If you need to restart your kernel, you can re-establish the estimator variable here.
`estimator = PyTorch.attach("your_training_job_name")`

In [None]:
import sagemaker
from sagemaker.pytorch import PyTorch

job_name = 'lightning-ddp-mnist-2022-08-23-02-11-37-450'
estimator = PyTorch.attach(job_name)

In [None]:
# point to an S3 path using your estimator variable
rule_output_path = estimator.output_path + estimator.latest_training_job.job_name + "/rule-output"

In [None]:
# use the AWS CLI to copy the report locally
! aws s3 cp {rule_output_path} ./ --recursive

### Step 4. Optimize!
That's the end of this lab. However, in the real world, this is just the begining.

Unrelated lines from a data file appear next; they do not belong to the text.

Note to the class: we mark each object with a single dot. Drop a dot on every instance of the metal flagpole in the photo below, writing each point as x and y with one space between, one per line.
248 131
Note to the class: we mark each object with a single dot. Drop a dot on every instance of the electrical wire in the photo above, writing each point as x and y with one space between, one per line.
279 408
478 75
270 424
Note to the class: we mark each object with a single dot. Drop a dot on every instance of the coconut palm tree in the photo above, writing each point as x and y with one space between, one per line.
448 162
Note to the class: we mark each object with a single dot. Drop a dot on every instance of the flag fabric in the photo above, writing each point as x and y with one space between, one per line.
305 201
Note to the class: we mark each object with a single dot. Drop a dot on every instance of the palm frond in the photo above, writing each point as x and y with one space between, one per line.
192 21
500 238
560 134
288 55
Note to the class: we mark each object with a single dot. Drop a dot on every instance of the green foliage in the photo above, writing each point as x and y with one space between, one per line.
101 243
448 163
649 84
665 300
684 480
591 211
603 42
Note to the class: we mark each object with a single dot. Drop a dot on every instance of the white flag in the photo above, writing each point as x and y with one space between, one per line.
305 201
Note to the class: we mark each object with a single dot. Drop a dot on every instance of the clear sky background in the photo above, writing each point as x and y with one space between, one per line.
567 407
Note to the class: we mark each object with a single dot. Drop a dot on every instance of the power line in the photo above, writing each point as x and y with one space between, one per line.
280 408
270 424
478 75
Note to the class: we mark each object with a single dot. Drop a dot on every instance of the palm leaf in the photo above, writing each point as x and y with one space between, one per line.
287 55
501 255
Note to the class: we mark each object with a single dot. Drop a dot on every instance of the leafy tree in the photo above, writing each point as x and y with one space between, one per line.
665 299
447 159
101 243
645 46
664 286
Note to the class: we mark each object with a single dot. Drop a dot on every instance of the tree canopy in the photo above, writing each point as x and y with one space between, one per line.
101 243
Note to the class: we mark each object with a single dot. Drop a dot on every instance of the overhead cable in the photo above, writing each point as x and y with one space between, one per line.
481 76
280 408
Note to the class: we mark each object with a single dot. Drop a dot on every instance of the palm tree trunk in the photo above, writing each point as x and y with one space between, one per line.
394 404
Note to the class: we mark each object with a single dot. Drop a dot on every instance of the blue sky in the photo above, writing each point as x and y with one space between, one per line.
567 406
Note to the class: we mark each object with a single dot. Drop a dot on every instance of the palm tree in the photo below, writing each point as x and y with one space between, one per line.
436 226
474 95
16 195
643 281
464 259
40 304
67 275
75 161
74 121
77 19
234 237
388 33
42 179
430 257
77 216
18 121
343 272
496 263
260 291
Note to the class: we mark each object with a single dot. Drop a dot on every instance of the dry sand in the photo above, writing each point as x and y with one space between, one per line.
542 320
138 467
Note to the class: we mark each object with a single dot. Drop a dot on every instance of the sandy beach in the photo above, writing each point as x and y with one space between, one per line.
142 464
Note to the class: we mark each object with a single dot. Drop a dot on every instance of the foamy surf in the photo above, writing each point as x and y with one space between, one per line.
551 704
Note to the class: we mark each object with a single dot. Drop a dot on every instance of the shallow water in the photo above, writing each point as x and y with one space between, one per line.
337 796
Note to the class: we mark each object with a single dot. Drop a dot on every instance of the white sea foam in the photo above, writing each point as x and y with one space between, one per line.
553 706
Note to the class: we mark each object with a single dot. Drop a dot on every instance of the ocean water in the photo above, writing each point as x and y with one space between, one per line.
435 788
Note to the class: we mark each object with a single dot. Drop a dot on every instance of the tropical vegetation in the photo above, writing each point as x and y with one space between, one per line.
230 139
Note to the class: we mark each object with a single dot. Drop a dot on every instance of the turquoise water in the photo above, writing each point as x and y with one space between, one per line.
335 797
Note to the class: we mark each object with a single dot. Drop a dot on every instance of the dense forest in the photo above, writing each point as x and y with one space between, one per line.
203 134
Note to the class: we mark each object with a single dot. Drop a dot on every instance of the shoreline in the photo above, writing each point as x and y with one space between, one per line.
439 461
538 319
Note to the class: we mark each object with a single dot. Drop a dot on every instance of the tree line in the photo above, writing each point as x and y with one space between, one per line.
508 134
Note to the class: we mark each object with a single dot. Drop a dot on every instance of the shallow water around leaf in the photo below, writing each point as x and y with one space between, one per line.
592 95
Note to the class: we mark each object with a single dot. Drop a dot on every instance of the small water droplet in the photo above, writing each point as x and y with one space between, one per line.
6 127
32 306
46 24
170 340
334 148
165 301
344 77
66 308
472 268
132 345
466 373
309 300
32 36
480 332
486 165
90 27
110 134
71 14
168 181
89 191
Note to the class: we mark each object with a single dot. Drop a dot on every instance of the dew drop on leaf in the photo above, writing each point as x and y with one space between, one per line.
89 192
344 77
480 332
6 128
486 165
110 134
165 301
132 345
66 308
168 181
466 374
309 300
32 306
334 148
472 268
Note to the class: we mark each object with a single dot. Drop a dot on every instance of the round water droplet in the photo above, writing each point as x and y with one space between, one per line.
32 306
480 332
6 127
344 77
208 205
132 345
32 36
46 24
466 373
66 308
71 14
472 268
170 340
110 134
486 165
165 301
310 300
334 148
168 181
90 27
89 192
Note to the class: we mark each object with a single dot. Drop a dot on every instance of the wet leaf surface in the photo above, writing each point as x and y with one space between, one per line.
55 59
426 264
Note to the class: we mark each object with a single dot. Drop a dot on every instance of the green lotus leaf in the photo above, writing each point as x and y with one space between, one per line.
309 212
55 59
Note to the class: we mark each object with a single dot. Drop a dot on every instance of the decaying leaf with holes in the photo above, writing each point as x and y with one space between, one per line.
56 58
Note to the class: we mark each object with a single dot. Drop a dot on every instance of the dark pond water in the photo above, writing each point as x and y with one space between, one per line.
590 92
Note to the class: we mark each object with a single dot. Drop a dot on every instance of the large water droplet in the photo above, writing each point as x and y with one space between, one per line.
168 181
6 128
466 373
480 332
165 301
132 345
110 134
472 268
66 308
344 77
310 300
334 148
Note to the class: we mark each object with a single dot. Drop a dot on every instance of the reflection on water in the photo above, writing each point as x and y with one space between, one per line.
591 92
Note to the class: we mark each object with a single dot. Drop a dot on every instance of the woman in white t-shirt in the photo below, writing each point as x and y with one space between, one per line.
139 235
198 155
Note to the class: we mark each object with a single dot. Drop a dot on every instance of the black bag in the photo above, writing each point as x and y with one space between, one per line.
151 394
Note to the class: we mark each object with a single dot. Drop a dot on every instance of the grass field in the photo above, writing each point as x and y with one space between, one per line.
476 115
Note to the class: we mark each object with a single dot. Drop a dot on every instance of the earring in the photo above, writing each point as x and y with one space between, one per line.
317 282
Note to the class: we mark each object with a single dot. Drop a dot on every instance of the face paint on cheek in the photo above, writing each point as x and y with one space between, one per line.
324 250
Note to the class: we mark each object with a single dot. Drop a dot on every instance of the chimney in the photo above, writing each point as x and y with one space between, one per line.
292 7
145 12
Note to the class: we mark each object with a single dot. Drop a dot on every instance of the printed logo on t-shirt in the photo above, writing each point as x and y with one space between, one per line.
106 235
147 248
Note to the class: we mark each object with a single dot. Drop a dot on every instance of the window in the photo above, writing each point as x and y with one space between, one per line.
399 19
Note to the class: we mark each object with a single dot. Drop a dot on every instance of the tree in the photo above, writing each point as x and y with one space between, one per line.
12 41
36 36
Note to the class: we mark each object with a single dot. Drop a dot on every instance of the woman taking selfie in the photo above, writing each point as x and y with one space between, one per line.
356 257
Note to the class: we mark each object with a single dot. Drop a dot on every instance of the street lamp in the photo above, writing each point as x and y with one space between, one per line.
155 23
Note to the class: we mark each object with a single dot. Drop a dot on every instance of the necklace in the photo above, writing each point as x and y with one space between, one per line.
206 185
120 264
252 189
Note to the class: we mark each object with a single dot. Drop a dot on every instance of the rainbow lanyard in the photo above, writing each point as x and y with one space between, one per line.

Here are a few extra things you can do to increase model accuracy (hopefully) and decrease job runtime (certainly).
1. **Increase throughput by adding extra nodes.** Increase the number of instances in `instance_count`, and as long as you're using some for of distribution in your training script, this will automatically copy your model over all available accelerators and handle averaging the results. This is also called ***horizontal scaling.***
2. **Increase throughput by upgrading your instances.** In addition to (or sometimes instead of) adding extra nodes, you can increase your instance to something larger. This usually means adding more accelerators, more CPU, more memory, and more bandwidth. 
3. **Increase accuracy with hyperparameter tuning**. Another critical step is picking the right hyperparameters. You can use [Syne Tune](https://github.com/awslabs/syne-tune/blob/hf_blog_post/hf_blog_post/example_syne_tune_for_hf.ipynb) for a multi-objective tuning metric as one example. Here's another example with [SageMaker Training Compiler to tune the batch size!](https://github.com/aws/amazon-sagemaker-examples/blob/main/sagemaker-training-compiler/huggingface/pytorch_tune_batch_size/finding_max_batch_size_for_model_training.ipynb)
4. **Increase accuracy by adding more parameters to your model, and using a model parallel strategy.** This is the content of the next lab!